A hidrólise e a ligação dos íons metálicos a outros componentes do produto
aplicado reduzem a efetividade, o que torna a formulação do veículo
crucial.
Os íons metálicos interagem com microrganismos gram-positivos e
gram-negativos. O efeito antimicrobiano não é específico, ocorrendo por
intermédio da formação de pontes de sal metálico com grupos aniônicos de
enzimas. Essa ligação pode alterar a carga ou causar mudanças
conformacionais nas enzimas responsáveis pela aderência dos
microrganismos ao dente/biofilme. Os íons metálicos apresentam efeito
antiglicolítico quando incorporados pela bactéria, mediante inativação
oxidativa de grupos SH das enzimas glicolíticas.
Os íons metálicos são agentes com boa substantividade, apresentando
prolongada retenção na cavidade bucal. Ligam-se aos mesmos receptores
que a CLX; portanto, são competidores. Os efeitos adversos relacionados
aos metais são o gosto metálico desagradável, a tendência a induzir
sensação de secura na boca e manchas dentárias de coloração amarelada e
amarronzada. Os sulfetos metálicos, formados entre os íons metálicos e os
grupos sulfidril das proteínas da película, provavelmente sejam
responsáveis pelo efeito de manchamento. No entanto, a tendência à
mancha é geralmente menor para os íons metálicos que para a CLX.
Fluoreto estanhoso
O estanho é exemplo de íon metálico com efeito antimicrobiano. O fluoreto
estanhoso (SnF2) pode ser incorporado a soluções, géis e dentifrícios,
agregando benefícios. Na Europa, comercializam-se soluções e dentifrícios
contendo uma mistura sais fluoretados incluindo o estanho; aqui no Brasil
temos apenas um dentifrício comercial com NaF e SnF2. O fluoreto
estanhoso tem a capacidade de inibir e reduzir a virulência e o metabolismo
bacterianos (Tinnanoff et al., 1980). Além disso, também age na inibição da
desmineralização dentária (Ganss et al., 2001; 2004; 2008).
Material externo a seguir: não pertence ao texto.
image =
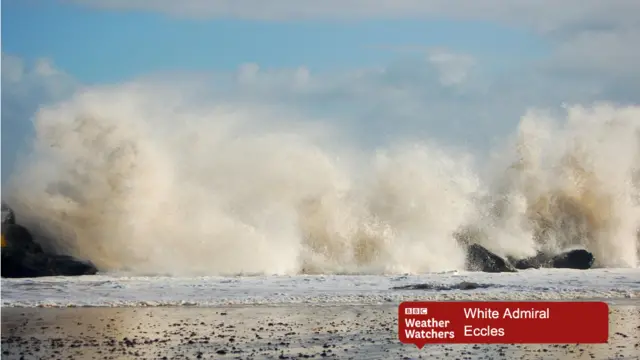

Estudos clínicos duplos-cegos, paralelos e aleatorizados com pelo
menos 6 meses de duração (Buzalaf e Magalhães, 2008), mostram redução
do biofilme e/ou da gengivite por meio da adição de fluoreto estanhoso ao
dentifrício, associado ou não a outros sais fluoretados, em comparação aos
dentifrícios convencionais (NaF). O dentifrício com fluoreto estanhoso
estabilizado parece ter capacidade de reduzir o acúmulo de placa
compatível ao dentifrício contendo triclosana (Sharma et al., 2013; Kumar,
2015). O gluconato de sódio é um agente comumente utilizado para
estabilizar o fluoreto de estanho, mas devido aos possíveis efeitos colaterais
(sensação de secura e pigmentação dentária), nem sempre o fluoreto de
estanho é bem aceito pela população. Por isso, quando testado, geralmente é
adicionado ao dentifrício na concentração de 0,454% juntamente ao
hexametafosfato de sódio, agente químico clareador. O hexametafosfato de
sódio, além de evitar a pigmentação por redução da hidrólise e oxidação do
estanho, também tem efeito antitártaro.
Agentes aniônicos
Dodecil sulfato de sódio
O dodecil sulfato de sódio (SDS) apresenta em sua molécula um grupo de
sulfato hidrofílico e uma cadeia hidrofóbica de carbono. É frequentemente
utilizado como detergente em dentifrícios comerciais. A adsorção do SDS
em altas concentrações à superfície microbiana pode interferir na
integridade da parede celular, com o subsequente extravasamento dos
constituintes celulares. Em baixas concentrações, o SDS inibe enzimas
microbianas específicas, como a glicosiltransferase de S. sobrinus e S.
mutans; a fosfotransferase do fosfoenolpiruvato em S. sobrinus; a
desidrogenase do ácido lático e a desidrogenase da glicose 6-fosfato em E.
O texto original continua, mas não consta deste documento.